I'm glad you've decided not to do it, I don't think it's ever a good idea to break your childs trust in you - you want her to be able to come to you with problems, not think they might one day be used against her as punishment.

"[aunty] already felt bad about it, and now on top of that she knows her mum didn't respect her privacy, and you have purposely been unkind about it. I would never tell her about xyz, imagine how you'd feel if I did? Nan shouldn't have said it, but you are old enough to realise you shouldn't have used it against [aunty] and I'm really disappointed that you did" - that would have been enough for me to feel terrible about it at that age. Obviously if she doesn't seem to care then you've got a bigger problem!

LoremIpsumCici · 09/08/2025 08:58

TheignT · 03/08/2025 18:47

Where does the OP say she deliberately upset her sister by saying something she knew would upset her. An 11 year old is old enough to know better particularly when she's specifically been told not to.
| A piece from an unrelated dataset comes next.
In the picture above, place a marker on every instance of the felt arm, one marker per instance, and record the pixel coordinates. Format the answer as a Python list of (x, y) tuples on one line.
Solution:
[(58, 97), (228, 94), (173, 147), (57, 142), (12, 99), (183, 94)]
That is not what I meant. I meant OP and her mum gossipping on very personal matters in front of a child as if it is perfectly normal to casually share such information. The act of casual sharing of private information is a cue to her DD that its not private info, and sharing it is perfectly ok…and is in direct conflict with OP telling DD “don’t say anything” when OP and her mum were perfectly at home saying it all in front of DD.

rainbowsparkle28 · 09/08/2025 09:05

Mrsttcno1 · 03/08/2025 17:24

YABU.

You’re a grown adult with a child yourself and yet you can’t think of a single other way to deal with this? Genuinely? Wow

This. You sound as mature as your DD and mum 🙄🤨 Just sit down and be clear with her that you specifically said not to discuss this and to forget about it. Even with that being said, it is not fair on your child to be encouraging her to keep secrets. But moreover, you need to be setting boundaries with your mum clearly and in no uncertain terms that she needs to keep her discussions appropriate with your child and if not she cannot be trusted around her and you will act accordingly. This is on your mum not respecting what you have already told her not your daughter who is a child.